In the silence the followed the word rang like a thunderclap. There was
a pause, the breeze raking its unseen fingers on the carpet of snow
between us. The officers assembled behind her mouthpiece bridled at the
order. Their leader raised a hand.
``We serve the Tyrant of Helike,'' the woman replied. ``And bend before
none other.''
My staff rose, and with a thunderous snap I brought it down against the
wintry ground. The order I had not spoken sounded across the Night like
rippling decree, and under the crescent moon's smile the veil we had
approached under was ripped away. The banner-sigils jutted out like the
masts of a ship in the utterly still sea of Firstborn, fluttering in low
murmurs. Red and black and blue, crisscrossed by strokes of silver and
gold. Among them two stood higher than all the rest. Ochre inlaid with
gold, a rainflower in bloom. \emph{Rumena}. Purple cut by silver, a tree
bearing twin circles unfinished. \emph{Losara.} Twenty thousand drow
stood like statues around Helike's riders, grey skin touched with the
colours of their sigils. Fear ripped through the steel-clad killers
sworn to the Tyrant, like a sudden and brutal shiver.

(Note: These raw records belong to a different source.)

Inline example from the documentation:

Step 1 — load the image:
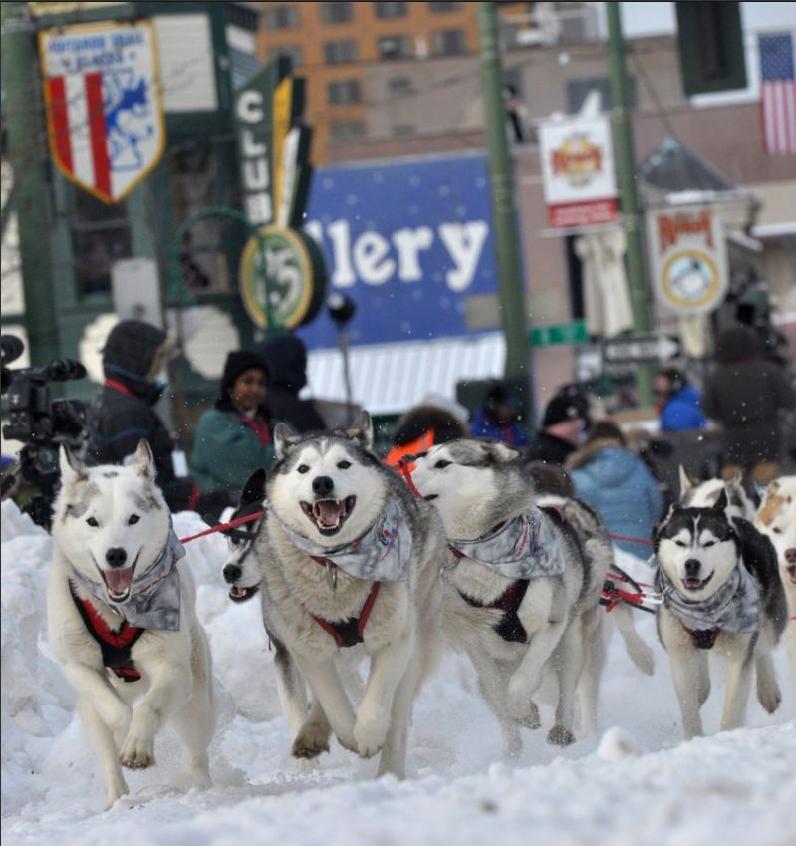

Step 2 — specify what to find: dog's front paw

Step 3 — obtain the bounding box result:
[291,720,329,758]
[547,726,575,746]
[354,716,387,758]
[119,732,155,770]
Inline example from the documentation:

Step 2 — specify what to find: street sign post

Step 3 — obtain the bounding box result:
[603,335,680,364]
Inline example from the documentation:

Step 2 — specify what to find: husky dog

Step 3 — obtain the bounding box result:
[47,440,215,808]
[655,491,786,738]
[412,438,613,757]
[755,476,796,683]
[249,412,446,776]
[680,464,759,523]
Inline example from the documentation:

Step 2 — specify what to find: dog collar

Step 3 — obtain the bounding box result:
[279,498,412,582]
[656,561,760,634]
[448,506,564,579]
[70,520,185,631]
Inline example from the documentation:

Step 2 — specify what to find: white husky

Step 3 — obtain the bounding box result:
[47,441,215,808]
[254,413,445,775]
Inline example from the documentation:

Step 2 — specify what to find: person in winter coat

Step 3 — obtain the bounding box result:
[191,350,274,497]
[655,367,707,432]
[470,385,528,446]
[567,420,663,559]
[257,334,326,433]
[702,326,796,485]
[86,320,198,511]
[525,392,589,464]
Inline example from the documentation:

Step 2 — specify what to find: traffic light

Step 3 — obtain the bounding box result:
[674,0,746,97]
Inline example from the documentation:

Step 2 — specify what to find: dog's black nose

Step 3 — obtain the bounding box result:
[105,546,127,567]
[312,476,334,496]
[221,564,243,584]
[685,558,702,579]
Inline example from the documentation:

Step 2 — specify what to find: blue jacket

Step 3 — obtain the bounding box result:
[569,441,663,559]
[470,408,529,446]
[661,385,707,432]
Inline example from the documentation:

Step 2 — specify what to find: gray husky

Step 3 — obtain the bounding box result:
[655,490,787,738]
[244,413,446,776]
[412,438,613,757]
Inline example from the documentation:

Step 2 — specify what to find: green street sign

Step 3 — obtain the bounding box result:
[530,320,589,347]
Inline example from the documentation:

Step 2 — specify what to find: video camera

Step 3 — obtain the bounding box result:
[0,335,86,529]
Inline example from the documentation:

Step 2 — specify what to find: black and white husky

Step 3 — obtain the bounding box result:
[655,490,786,737]
[47,441,215,807]
[233,413,446,775]
[412,438,613,757]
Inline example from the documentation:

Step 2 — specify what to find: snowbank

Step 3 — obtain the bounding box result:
[0,502,796,846]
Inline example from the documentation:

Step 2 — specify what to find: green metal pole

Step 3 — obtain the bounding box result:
[0,2,61,365]
[478,3,534,422]
[605,2,654,406]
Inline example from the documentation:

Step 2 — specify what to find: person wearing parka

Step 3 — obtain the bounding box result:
[85,320,198,511]
[191,350,274,499]
[567,420,663,559]
[702,326,796,485]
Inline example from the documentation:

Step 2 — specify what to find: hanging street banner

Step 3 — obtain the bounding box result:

``Kneel,'' I softly said, ``or Gods be my witness, I'll kill you all.''
Shapes slid across my face, two crows far above gliding far above
passing between the moon's cast and my silhouette. Casting razor-sharp
shadows as the Sisters smiled against my neck, Andronike humming in
approval. She had not forgot the nightmare made of Rochelant, and held
no love for those what would serve its maniacal architect. I found their
leader's pale eyes, circled by steel, and saw fear spread through them
like ink in water. The words that followed were hurried out, and beneath
my notice, even as the soldiers began to dismount.
Under crescent moon four thousand \emph{kataphractoi} knelt in the snow.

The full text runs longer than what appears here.